While this is not always easy, whites need to be willing to make the first move and risk rejection, Washington said. “Racism is here to stay, but we can rise above it,” he said.
Washington said he does not focus his attention on white racists, but rather on the whites who have befriended and helped him. He said he owes his success in life to not being bitter against whites.
Washington said he used the teachings of the Bible to overcome bitterness in his life that might have resulted from bigoted treatment by whites.
For example, as a army colonel, Washington said he was accused of sexually assaulting a white woman he had previously fired as his secretary. He said the charges were false and brought against him because he is black and had fired 11 white officers.
Eventually Washington was forced to resign one day short of the Amy’s 20 year retirement requirements. During the hearings, Washington said he refused to lie and say he attacked the woman. Relating it bibically, “I told the truth and the Army set me free,” he said.
Washington said he had no strong feelings of bitterness because he believed God had a plan for his life. He had decided to live the scriptures and bless those that cursed him and to turn his other cheek.

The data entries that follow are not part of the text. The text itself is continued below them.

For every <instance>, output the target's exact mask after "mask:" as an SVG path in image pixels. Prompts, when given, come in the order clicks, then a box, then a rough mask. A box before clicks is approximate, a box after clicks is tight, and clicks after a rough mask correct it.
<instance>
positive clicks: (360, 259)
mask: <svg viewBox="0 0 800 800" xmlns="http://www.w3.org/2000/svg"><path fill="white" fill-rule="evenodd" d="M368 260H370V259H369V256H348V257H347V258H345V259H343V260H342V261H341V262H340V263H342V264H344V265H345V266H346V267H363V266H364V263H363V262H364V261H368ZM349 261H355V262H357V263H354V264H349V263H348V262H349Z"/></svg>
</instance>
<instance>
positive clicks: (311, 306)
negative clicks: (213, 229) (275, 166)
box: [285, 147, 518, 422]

Washington said he was born and raised in the housing projects of Jacksonville, Fla., when they were “a good place to be,” he said. He said his only memories of racial tension as a child came from his mother, who “almost had a heart attack” when she caught him “playing house with a white girl.”
However, Washington was older when he said he felt the discrimination of being unable to drink from ‘white’ water fountains in downtown Jacksonville and stopping at a gas station where he was told there was no bathroom, at least for him.
After attending an all-black university in Tallahassee, Washington said he had his first good and bad encounters with whites in the Army.
After being discharged, Washington went to Trinity Seminary, which had 12,000 students, three of whom were black. From Trinity, he went to the Circle Urban Ministry.
Before Washington’s lecture, about 40 members of the NIU Black Choir sang three songs, including “You’re my Brother, You’re my Sister,” which Washington taught them.